To be consistent with corporate governance best practice, the law stipulates that a director who is also the Managing Director or CEO of the company may not chair the board.

It sets out in detail the responsibilities of the board of directors as a collegiate body, and specifically directors' obligations to display independent judgment when taking decisions and to act in good faith, in the best interests of the company and of its stakeholders. Likewise, it regulates the functions, vetting requirements and responsibilities of the individual acting as the board secretary; under all circumstances this person must be resident in the country.

As to board members of public companies, the Bill dictates that they may serve on a maximum of six boards of companies unrelated to one another at any moment, a condition aimed at making sure they have enough time to discharge their duties effectively.

The law pays particular attention to due diligence and directors’ loyalty, specifically, to their obligation to manage conflicts of interest that may arise in the performance of their duties.

Directors' pay

The Bill stipulates that directors' pay should be made known and submitted to the General Shareholders' Meeting for its information and approval.

It prohibits the granting of loans or collateral to board directors from company funds unless these are under arm’s-length market conditions, and adds that any such collateral guarantees should be subject to rules that enable directors' personal financial interests to be kept separate from the company in which they have a position.
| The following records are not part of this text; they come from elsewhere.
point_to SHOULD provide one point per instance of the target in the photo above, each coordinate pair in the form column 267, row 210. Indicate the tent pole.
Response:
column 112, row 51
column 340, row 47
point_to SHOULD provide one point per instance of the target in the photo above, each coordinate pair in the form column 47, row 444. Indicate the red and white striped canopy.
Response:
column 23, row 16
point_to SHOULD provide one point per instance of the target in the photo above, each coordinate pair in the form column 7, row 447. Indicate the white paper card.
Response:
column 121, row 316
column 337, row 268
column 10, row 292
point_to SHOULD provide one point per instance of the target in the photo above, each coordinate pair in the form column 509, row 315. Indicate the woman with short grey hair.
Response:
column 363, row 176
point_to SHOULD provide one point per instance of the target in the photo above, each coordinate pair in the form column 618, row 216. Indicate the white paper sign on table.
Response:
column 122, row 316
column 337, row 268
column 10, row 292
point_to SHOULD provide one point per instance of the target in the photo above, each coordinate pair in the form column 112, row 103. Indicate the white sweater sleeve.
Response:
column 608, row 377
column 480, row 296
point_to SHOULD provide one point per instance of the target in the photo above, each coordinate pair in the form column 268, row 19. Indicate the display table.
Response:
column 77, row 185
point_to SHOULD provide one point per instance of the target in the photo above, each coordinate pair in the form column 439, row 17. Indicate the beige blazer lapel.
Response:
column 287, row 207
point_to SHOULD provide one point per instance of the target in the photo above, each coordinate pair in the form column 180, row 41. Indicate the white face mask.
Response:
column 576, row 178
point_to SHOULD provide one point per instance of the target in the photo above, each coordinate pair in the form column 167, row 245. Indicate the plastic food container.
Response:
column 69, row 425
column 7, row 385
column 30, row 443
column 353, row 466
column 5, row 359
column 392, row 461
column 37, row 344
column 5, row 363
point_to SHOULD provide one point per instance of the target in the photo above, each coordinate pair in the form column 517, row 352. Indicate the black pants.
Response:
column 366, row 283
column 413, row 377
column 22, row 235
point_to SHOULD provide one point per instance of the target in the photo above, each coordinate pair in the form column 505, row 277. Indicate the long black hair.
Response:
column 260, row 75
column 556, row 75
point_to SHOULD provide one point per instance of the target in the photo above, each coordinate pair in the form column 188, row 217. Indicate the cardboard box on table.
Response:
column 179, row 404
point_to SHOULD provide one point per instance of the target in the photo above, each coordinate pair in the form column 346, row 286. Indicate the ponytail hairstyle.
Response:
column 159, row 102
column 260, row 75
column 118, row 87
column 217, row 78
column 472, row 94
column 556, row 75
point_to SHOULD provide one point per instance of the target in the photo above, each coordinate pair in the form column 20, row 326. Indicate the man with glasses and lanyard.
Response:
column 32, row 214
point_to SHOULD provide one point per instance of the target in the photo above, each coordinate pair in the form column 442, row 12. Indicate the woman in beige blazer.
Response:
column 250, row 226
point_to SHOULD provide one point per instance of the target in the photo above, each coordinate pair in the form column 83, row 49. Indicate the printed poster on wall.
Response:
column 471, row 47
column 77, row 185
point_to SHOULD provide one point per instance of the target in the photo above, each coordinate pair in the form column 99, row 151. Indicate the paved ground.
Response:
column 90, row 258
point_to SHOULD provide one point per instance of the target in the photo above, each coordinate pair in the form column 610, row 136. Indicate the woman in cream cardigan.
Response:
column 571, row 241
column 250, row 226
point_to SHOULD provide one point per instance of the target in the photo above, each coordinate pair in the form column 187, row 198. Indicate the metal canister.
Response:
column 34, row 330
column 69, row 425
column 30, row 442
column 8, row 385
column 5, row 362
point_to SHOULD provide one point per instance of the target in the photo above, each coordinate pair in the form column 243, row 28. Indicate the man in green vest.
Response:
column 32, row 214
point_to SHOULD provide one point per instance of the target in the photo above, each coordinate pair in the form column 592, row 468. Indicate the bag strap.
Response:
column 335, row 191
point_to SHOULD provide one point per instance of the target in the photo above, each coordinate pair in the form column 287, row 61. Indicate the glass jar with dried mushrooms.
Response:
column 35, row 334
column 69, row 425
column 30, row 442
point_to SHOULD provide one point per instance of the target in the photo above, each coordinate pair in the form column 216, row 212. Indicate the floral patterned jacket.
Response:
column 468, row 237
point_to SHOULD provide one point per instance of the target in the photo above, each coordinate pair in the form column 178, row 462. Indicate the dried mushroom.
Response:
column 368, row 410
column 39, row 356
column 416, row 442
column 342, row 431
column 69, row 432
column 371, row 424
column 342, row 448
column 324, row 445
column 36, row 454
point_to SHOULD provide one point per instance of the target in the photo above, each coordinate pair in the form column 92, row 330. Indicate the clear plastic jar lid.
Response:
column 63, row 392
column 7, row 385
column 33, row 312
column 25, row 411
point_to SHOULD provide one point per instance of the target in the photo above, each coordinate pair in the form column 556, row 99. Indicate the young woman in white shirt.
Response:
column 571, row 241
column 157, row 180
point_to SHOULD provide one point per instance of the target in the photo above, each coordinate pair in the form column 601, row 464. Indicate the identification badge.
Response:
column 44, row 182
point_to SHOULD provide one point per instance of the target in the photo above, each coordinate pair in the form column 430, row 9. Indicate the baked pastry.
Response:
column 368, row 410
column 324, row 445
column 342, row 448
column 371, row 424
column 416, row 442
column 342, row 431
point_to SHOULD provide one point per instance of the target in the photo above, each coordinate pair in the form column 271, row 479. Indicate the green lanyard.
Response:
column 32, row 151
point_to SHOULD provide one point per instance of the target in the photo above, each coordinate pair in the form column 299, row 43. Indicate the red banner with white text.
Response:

Provisions for public institutions

In addition to the above, the Bill contains specific provisions for public institutions, such as:

  • The obligation to have an audit committee consisting of at least 3 members, all of them independent.
  • The requirement to implement corporate governance policies on important matters such as the independent criteria of directors, their responsibilities, managing conflicts of interest, directors' pay policy, succession planning for board members, and any others considered necessary for the smooth and successful running of the company's activity.
  • The duty to have at least 3 non-executive or independent directors on their board of directors.

Online Register

Finally, in order to make the real ownership of companies more transparent, the Bill provides for the creation of an Online Register to keep a record of domestic and foreign companies and private commercial corporations. This Register must be kept permanently up to date.